China will 'lose' by boycotting Golden Horse Awards: Taiwan

2019/08/07 17:00:45 fontsize-small fontsize-default fontsize-big
Photo from TGHFF Facebook page

Photo from TGHFF Facebook page

Taipei, Aug. 7 (CNA) Taiwan's government has described China's pullout from the Golden Horse Film Festival and Awards in Taipei as "China's loss" and urged it not to bring politics into cultural exchanges between Taiwan and China.

In a short statement issued Wednesday morning, the Chinese government said the China Film Administration has suspended mainland films and personnel from participating in the festival and awards, long considered the Oscars of the Chinese-language film industry.

Cabinet spokeswoman Kolas Yotaka (谷辣斯‧尤達卡) confirmed the news later Wednesday and said that if China thought it could punish Taiwan by doing this, it was the wrong move.

"This is China's loss," Kolas said, arguing that China should not suppress artistic creation and freedom of speech.

"Politics are politics and art is art. If China restricts its artists and film workers from coming to Taiwan to take part in this grand occasion for the Chinese-speaking world's film industry, then of course it is not Taiwan's loss," she said.

Presidential Office spokesman Ting Yun-kung (丁允恭) said China's move would not only hurt excellent movie producers and workers but could also be detrimental to positive exchanges between the two sides of the strait.

Taiwan's Mainland Affairs Council (MAC), which oversees relations with China, called on China not to interfere in cultural exchanges between Taiwan and China for politically motivated reasons.

The MAC said China should instead respect the right of Chinese film workers to attend the Golden Horse Awards ceremony and allow movie industry people from the two sides to share the results of their creations through the event.

The Taipei Golden Horse Film Festival Executive Committee called China's move "regrettable" if in fact true but said the selection of films to be screened as part of the festival was underway and all related events would be held as scheduled.

The committee would not comment on how many submissions from China it received by the July 31 deadline, and whether they will continue to be considered for screenings and award nominations.

China's statement was also unclear on whether films that have already been submitted to the festival committee will be withdrawn.

Films such as "So Long, My Son" (地久天長), a 2019 Chinese drama that won two awards at the Berlin International Film Festival, and "The Wild Goose Lake" (南方車站的聚會), a crime drama that premiered at the Cannes Film Festival earlier this year are among the Chinese films thought to have been submitted for the Golden Horse Awards this year.

Even before Beijing's announcement, submissions of feature films were already down from 228 last year to 148 this year, though there were a record-high 685 submissions overall, according to the Taipei Golden Horse Film Festival Executive Committee.

China's boycott could deal a major blow to the awards' prestige, especially considering that mainland Chinese films have captured many major Golden Horse prizes in recent years.

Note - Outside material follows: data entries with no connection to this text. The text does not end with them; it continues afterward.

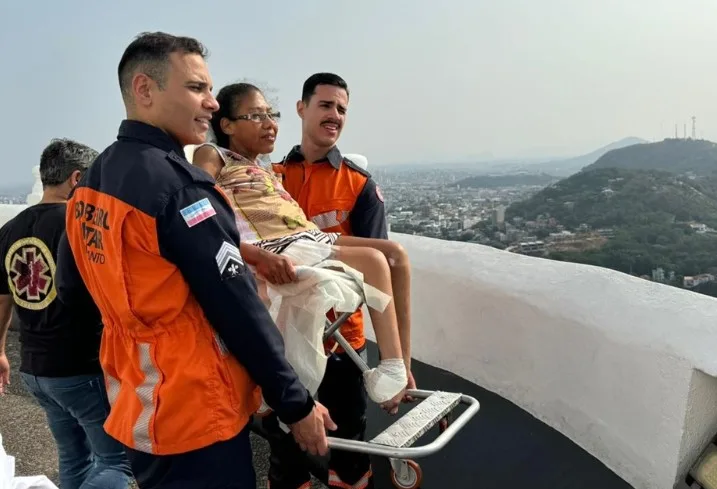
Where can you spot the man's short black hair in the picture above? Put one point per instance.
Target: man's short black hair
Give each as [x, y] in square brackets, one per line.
[321, 79]
[61, 158]
[149, 54]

Li Ya-mei (李亞梅), a senior film producer and the director of Taipei Film Festival, said the Golden Horse Awards have faced major challenges in the past, including only receiving 28 film submissions in 2003, but they are still perceived to be professional and fair.

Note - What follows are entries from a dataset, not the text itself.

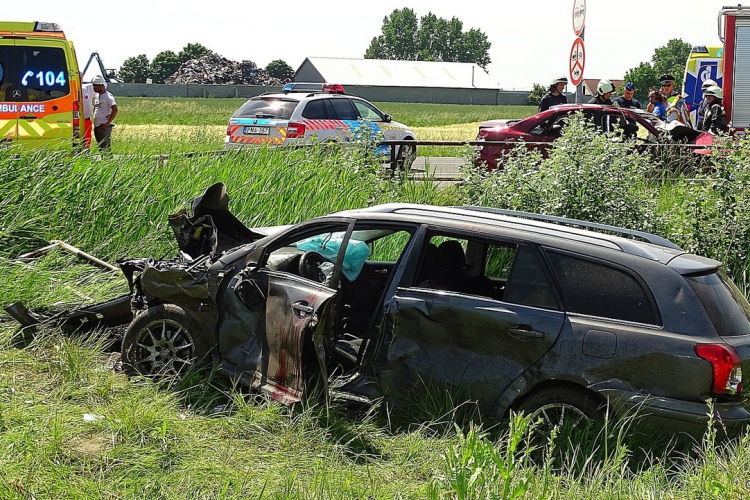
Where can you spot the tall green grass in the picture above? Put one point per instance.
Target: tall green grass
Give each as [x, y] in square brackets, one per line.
[72, 426]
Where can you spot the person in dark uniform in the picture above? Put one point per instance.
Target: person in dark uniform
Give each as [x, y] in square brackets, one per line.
[677, 109]
[603, 93]
[715, 119]
[626, 100]
[555, 95]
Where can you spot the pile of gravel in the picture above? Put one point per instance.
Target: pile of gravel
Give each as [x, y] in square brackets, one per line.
[214, 69]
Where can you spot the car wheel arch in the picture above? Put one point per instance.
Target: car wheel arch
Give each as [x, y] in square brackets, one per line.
[555, 386]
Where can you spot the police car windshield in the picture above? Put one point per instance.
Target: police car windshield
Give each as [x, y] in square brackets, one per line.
[267, 108]
[32, 73]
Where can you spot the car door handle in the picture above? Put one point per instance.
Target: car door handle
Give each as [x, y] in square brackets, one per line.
[303, 307]
[525, 332]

"The Golden Horse Awards must weather this difficult time, with the support of Chinese-language films from Taiwan, Hong Kong and other countries," she said.

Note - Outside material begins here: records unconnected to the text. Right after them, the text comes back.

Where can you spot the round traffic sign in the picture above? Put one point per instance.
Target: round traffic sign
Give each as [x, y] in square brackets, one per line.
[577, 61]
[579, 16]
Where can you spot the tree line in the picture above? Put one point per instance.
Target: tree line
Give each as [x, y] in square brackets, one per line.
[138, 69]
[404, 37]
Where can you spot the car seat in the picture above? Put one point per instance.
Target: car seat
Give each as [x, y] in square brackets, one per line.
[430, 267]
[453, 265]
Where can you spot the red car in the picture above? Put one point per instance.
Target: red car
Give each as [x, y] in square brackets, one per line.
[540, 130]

Li argued that if China maintains the ban for the next 2-3 years, the awards' fairness and prestige in the Chinese-speaking world's movie industry would remain unchanged.

If that extends to the next 5-10 years, however, the event's status as the most time-honored awards in Chinese-language cinema could be undermined, she said.

Veteran director Lee Hsing (李行) hoped it will not come to that because China's strict supervision of the film industry means it is incapable of organizing a film festival and competition like the Golden Horse Awards that cover a wide range of mainstream and non-mainstream films.

China, however, is apparently trying to supplant the Golden Horse Awards with the Chinese Communist Party-backed Golden Rooster Awards, which have been scheduled this year for the same day, Nov. 23, as the Golden Horse Awards.

Asked why China decided to boycott this year's Golden Horse Festival and Awards, Taiwan Affairs Office Deputy Director Long Mingbiao (龍明彪) said the current political situation and environment could bring many problems, without offering any specifics.

He noted, however, that China had not announced a halt to film exchanges between the two sides but only a suspension of such exchanges.

Beijing may have been reacting to an incident at last year's awards when a Taiwanese director advocated Taiwan independence in his acceptance speech.

That drew a response from a Chinese actor that he was honored to be in "Taiwan, China," a Communist Party talking point that Taiwanese simply do not accept.

China has also ratcheted up its suppression of Taiwan in the international community in recent years to try to force Taiwan to bend to its will and accept unification with Beijing, something the vast majority of Taiwanese oppose.